Widespread Support for Saving Money and Lives By Investing in Michigan Roads
Leading organizations, individuals, and news organizations across Michigan – including business, labor, agricultural and local government groups – support investing in our roads, bridges and transportation systems to save money, save lives and create 11,000 jobs.
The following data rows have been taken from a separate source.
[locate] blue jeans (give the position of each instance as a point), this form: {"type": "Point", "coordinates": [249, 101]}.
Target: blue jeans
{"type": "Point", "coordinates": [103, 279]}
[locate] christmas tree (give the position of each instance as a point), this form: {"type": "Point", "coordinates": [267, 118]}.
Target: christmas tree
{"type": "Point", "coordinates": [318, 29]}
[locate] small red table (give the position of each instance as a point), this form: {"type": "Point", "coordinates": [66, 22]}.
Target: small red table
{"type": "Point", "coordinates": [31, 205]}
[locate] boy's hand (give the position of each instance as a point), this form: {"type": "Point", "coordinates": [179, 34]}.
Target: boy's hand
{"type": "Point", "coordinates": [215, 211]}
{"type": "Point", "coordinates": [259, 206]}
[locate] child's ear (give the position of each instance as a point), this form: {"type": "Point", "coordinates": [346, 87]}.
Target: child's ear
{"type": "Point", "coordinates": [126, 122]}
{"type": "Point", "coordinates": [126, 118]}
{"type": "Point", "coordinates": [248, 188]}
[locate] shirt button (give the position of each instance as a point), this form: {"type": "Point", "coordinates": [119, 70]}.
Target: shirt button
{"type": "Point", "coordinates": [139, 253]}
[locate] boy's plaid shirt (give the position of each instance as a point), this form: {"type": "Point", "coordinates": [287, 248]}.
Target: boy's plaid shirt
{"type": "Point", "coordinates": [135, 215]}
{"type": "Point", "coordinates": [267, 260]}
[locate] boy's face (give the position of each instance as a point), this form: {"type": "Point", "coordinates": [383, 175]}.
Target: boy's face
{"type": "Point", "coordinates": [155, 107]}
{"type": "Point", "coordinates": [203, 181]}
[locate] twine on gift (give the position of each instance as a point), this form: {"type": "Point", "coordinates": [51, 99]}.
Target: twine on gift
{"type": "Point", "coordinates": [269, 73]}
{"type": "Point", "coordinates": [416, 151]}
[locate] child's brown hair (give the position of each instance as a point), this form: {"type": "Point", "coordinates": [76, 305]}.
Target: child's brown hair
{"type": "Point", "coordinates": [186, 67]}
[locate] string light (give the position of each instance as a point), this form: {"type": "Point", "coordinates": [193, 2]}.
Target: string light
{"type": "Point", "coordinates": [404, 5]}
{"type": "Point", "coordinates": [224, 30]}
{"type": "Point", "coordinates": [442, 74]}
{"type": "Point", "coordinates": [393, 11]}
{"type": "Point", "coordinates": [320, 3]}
Here’s what people have been saying recently:
“We’re not celebrating until the governor signs something,” Senate Majority Leader Randy Richardville, R-Monroe, said after the Thursday’s vote. “It’s the right thing to do. It’s about time we fix these roads.” Mlive, November 13, 2014
“… The Michigan Democratic Party supports an aggressive program of investments to repair and modernize our state’s roads, bridges and infrastructure,” the resolution says. Michigan Information and Research Service, August 28, 2014
in story about a resolution passed by the Michigan Democratic Party
“Welcome to the state of Michigan’s government today. After essentially taking the summer off to campaign, leaders have thrown up their hands on roads, which voters say is their No. 1 issue.” Susan Demas, Mlive, August 26, 2014
Vanderpool and Councilman Doug Skrzyniarz criticized the Michigan legislature for failing to address the issue of road funding before the failure occurred.
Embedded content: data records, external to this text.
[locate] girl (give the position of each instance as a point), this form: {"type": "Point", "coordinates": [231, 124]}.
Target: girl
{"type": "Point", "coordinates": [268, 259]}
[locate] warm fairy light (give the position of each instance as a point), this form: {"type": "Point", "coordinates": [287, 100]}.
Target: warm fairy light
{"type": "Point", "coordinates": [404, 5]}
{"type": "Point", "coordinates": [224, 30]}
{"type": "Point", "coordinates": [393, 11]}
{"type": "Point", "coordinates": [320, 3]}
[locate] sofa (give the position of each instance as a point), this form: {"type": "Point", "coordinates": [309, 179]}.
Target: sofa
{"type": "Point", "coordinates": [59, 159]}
“The city of Sterling Heights didn’t just wake up a couple weeks ago and start reconstructing a bunch of bridges,” Skrzyniarz said. “This is something that happened because the state has not done its duty in providing money for the roads. There is a small minority in the state House, a caucus of people who have blocked road funding from moving forward. There is a very strong, healthy amount of legislators that want this to go through and it may go through by the end of the year. But this isn’t going to be fixed by a half-a-billion dollars. We need $2 billion or $2.5 billion per year to fix our roads properly so we don’t have to do all the fixes in one year. But that’s the problem. Our economy went south, and we weren’t doing the road repairs we needed to do for a number of years. Now our economy has improved the last few years, but the legislature has still failed to act to provide appropriation funding to fix our roads. So I encourage residents who are very frustrated about the roads situation to look into it themselves as it pertains to the state legislature and advocate on your behalf to make sure we have the road funding we need so we’re not waiting in line for an hour to go 10 miles.
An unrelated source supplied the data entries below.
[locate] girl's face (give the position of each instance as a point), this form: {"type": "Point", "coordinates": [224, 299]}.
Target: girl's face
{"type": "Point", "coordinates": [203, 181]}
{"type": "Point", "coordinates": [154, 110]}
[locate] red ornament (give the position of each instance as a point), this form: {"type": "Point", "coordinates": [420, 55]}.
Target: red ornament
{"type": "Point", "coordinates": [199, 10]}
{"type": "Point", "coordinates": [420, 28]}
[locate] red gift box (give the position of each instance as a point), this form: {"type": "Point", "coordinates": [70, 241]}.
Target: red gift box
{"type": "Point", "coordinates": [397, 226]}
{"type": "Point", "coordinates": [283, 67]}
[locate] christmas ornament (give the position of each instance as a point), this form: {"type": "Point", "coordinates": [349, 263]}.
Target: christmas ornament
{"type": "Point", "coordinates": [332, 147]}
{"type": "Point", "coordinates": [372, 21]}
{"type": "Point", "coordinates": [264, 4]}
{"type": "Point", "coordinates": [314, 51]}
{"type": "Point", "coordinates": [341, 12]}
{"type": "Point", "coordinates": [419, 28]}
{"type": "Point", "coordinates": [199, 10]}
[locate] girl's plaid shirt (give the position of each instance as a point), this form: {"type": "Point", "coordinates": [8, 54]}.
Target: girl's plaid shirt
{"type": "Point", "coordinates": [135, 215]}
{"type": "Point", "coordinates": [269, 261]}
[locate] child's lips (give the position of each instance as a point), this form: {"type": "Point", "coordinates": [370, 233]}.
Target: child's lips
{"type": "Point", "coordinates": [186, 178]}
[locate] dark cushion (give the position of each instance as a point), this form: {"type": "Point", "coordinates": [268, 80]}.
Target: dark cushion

“Michigan’s elected state officials took time off for vacation in May, ducking a decision over establishing a plan to repair, renovate and permanently maintain the highways for which they have ultimate responsibility. My suspicion is they figured they could have more time because Mother Nature’s next heavy assault won’t occur for some six months.” Chris Thompson of Midland, as published in the Midland Daily News, July 21, 2014
Jeff Cranson, spokesperson for the Department of Transportation, said he is still hopeful the Legislature will act soon on the $1.2 billion and would like the bill (HB 4226) reported from the subcommittee to reflect that.
“Every day we wait the need gets more severe and is going to cost more next year, and the year after that,”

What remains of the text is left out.